Shannon’s performance is probably best remembered for the point where the facade of normalcy finally breaks down in front of the community at a public gathering. Curtis’ internal turmoil finally bubbles over after being pushed over the edge by a friend accusing him of going crazy and Shannon becomes like a fire and brimstone preacher, using his booming voice, severe eyes, and frantic physicality to proclaim the coming of an almighty storm with terrifying intensity. A whirlwind of fear and fury, we witness a man who cannot stand to bottle it up any longer and is forced to explode in a fierce display of indignation for a community that cannot see or comprehend what he has been going through. It is a crowning achievement of Shannon’s nuanced approach to portraying madness that even as he produces this frightening spectacle, we are still moved to empathy by his clear desperation to be heard and believed. 

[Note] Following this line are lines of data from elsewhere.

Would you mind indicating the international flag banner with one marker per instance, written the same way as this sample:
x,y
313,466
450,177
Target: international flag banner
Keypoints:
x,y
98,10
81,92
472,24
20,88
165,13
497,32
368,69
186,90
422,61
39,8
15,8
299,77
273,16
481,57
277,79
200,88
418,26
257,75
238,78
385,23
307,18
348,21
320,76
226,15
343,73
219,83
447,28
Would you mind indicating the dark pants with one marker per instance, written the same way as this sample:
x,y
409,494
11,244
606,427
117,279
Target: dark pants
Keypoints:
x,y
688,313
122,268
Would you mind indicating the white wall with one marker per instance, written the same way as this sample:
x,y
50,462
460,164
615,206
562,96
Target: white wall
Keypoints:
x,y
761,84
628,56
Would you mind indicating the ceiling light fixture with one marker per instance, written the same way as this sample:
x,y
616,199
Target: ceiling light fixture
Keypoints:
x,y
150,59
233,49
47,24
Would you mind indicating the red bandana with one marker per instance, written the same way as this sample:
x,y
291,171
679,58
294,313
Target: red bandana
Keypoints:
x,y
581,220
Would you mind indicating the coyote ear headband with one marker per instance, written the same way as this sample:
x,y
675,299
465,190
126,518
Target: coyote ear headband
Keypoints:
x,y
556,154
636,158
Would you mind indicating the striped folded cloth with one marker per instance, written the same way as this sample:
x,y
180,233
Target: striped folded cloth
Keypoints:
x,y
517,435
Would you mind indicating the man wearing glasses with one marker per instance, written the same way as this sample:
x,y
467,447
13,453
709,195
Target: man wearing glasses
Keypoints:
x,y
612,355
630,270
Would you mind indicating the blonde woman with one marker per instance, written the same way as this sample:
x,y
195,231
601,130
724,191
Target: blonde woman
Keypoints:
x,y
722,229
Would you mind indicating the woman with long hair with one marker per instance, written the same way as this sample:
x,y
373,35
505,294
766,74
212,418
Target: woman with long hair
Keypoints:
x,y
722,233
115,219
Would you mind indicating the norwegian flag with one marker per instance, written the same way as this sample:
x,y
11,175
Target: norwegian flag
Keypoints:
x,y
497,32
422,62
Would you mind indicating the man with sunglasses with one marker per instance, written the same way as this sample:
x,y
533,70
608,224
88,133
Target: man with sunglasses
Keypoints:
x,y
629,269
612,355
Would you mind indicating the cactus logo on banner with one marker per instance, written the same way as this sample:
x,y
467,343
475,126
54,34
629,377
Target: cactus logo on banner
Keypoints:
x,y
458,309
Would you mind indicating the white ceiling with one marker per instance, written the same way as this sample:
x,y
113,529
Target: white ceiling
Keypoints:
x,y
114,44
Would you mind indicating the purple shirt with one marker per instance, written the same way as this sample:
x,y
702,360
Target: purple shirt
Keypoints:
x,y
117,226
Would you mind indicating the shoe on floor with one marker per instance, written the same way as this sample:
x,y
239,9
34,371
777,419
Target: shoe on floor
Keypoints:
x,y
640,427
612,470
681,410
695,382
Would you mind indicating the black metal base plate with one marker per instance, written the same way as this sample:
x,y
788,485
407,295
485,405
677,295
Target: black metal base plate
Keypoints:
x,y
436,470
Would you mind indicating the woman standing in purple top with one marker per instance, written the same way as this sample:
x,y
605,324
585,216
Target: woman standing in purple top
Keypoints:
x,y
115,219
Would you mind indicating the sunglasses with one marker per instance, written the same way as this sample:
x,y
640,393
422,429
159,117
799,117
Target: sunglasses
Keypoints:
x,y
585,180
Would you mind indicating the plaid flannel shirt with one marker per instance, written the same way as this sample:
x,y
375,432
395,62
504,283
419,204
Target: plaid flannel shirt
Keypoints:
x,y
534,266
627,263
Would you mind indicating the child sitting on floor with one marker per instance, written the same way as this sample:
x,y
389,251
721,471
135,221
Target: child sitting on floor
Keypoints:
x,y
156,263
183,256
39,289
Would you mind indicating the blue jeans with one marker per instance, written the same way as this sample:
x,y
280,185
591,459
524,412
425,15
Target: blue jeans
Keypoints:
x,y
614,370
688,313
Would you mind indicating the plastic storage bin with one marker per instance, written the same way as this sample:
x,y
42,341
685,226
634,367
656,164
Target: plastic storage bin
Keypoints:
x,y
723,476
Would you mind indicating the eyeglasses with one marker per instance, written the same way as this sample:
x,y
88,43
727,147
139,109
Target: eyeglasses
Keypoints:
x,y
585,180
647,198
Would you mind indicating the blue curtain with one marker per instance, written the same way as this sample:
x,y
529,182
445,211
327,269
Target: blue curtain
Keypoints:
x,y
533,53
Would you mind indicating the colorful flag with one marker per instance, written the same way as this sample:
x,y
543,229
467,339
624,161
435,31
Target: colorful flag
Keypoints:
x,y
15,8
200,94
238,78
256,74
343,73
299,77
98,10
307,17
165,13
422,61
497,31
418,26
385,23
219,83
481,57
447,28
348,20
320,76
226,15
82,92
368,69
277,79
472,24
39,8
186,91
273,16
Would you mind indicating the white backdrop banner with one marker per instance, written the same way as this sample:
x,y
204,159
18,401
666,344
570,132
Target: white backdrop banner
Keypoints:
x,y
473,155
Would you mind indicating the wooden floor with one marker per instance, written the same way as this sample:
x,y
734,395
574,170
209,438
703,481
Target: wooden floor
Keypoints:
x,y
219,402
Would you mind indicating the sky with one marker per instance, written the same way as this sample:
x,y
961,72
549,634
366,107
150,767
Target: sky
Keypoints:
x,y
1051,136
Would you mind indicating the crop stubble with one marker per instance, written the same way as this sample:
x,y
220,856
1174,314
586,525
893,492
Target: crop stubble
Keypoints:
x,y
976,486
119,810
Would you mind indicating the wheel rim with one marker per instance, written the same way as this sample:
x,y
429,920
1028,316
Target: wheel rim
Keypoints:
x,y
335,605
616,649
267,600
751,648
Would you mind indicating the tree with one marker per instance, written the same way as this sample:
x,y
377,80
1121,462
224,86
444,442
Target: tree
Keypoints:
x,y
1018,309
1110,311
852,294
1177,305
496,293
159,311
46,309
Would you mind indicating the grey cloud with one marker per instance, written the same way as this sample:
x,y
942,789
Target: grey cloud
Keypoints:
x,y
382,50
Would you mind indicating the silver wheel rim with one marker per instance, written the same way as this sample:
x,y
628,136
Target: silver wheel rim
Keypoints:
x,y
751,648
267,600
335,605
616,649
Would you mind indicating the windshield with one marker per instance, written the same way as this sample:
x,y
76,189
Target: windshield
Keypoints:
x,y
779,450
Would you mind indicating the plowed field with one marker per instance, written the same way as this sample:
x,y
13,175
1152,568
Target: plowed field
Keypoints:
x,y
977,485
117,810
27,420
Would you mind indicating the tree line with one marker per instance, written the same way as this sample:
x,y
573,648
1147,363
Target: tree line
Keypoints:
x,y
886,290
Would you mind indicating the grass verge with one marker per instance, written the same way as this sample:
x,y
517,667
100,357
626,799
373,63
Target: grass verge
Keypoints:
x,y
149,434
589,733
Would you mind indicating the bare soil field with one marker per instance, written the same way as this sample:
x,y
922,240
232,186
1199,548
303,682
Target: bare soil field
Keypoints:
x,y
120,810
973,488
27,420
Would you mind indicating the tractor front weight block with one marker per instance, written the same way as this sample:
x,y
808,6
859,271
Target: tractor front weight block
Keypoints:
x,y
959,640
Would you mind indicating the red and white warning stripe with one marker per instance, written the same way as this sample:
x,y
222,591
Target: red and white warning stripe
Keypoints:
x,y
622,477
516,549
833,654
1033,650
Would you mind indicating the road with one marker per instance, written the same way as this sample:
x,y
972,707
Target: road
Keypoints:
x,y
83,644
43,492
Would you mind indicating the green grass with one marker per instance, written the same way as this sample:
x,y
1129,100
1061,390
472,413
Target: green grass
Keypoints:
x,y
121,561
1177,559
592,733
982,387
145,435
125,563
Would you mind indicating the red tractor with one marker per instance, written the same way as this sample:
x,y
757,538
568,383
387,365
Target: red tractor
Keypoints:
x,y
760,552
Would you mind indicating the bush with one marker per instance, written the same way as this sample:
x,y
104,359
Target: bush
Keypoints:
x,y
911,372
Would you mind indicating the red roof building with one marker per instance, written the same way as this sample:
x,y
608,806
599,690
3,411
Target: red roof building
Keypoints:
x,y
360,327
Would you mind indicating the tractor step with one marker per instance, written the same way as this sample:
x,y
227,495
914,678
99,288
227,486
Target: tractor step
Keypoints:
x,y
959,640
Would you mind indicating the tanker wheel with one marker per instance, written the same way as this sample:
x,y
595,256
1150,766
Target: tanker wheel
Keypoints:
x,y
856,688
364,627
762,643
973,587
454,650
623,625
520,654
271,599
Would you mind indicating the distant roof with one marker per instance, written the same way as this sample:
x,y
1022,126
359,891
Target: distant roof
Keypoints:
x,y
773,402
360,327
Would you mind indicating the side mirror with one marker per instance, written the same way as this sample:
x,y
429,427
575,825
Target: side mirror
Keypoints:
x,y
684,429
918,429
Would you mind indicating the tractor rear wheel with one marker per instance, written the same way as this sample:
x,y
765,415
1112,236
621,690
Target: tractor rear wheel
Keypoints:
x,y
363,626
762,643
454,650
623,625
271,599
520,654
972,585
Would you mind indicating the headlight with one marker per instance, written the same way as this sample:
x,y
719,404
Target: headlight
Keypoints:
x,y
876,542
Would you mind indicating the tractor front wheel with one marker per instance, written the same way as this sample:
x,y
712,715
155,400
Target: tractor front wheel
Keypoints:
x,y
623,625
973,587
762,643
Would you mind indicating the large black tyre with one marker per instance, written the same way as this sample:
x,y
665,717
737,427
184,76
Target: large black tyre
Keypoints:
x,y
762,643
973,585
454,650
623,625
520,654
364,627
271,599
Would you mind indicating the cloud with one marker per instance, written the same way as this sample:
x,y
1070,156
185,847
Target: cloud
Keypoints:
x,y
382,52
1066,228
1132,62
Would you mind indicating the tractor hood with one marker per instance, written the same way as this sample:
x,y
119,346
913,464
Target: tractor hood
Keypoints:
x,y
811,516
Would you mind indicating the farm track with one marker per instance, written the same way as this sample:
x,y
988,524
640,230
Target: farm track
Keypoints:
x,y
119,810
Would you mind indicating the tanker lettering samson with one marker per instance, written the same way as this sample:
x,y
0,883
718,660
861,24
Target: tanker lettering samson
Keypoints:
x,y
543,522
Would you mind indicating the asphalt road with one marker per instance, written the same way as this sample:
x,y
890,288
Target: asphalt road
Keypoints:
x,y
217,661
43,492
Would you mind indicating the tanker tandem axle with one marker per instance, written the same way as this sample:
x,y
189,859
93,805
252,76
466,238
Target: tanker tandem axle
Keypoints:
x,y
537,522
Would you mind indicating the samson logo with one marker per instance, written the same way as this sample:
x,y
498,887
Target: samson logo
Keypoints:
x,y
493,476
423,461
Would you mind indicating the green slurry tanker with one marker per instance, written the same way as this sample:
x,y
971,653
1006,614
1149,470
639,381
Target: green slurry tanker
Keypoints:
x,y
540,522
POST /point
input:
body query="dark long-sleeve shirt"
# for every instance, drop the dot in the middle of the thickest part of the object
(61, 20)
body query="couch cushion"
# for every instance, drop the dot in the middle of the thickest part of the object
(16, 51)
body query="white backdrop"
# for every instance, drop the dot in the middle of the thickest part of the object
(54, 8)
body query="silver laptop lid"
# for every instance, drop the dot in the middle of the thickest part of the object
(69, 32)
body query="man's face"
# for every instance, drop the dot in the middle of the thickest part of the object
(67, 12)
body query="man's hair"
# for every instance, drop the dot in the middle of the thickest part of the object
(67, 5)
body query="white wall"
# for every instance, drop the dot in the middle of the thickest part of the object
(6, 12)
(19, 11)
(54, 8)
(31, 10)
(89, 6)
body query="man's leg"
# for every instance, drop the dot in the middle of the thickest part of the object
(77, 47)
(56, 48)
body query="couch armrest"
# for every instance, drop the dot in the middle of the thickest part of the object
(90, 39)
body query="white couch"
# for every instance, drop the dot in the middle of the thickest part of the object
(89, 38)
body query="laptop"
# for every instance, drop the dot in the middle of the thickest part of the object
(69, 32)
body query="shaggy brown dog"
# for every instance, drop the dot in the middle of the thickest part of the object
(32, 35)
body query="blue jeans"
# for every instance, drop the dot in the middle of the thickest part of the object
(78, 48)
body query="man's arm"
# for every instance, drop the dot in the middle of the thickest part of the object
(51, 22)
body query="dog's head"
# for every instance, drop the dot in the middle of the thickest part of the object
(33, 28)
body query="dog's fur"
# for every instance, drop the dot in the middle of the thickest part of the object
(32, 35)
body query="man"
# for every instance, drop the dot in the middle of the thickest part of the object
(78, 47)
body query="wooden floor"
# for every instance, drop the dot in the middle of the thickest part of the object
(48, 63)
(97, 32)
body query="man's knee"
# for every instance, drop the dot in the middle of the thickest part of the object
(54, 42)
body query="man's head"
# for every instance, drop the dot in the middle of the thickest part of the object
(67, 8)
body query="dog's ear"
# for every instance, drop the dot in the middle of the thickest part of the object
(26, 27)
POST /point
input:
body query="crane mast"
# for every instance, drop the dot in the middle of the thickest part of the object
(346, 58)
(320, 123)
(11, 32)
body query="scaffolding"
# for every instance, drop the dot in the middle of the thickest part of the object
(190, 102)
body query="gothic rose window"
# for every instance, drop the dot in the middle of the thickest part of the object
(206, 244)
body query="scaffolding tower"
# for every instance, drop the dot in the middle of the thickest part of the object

The film concludes with a disquieting moment when Curtis’ apocalyptic visions (somewhat) come true and a violent storm forces him and his family into the storm shelter he had been building over the course of the film. Once the storm effectively passes, Curtis is tasked with opening this door once again and, at the mercy of his paranoias, cannot bring himself to do it. Shannon grants this moment a quiet, tangible desperation as Curtis tries to claw his way out of his delusions and face reality once again through the support of his wife. Acknowledging he has been suffering in isolation and wants nothing more than to be better, Shannon’s soul-stirring vulnerability as he shrinks in terror and crumbles at the benign task of opening a door is possibly the most accomplished piece of acting he has ever committed to film. It is not so much a happy ending as it is a sobering reminder that the internal struggle of mental health only worsens when suffered in silence and healing is an arduous process that can be more debilitating than anything the world could throw down upon you. 

All three films discussed offered distinctly different approaches when it came to portraying madness. Be they visceral and frightening, odd and comical, or sobering and palpable, they all succeed in their own ways in getting you to empathize with their eroding protagonists. Each film works despite the ever-touchy subject of portraying mental illness, and this is all very much due to Shannon’s nuanced and varied approach to his various performances. His incredible skill as a performer to harness his unique talents and physical qualities to give these characters depth beyond their unnamed mental afflictions makes these films unforgettable.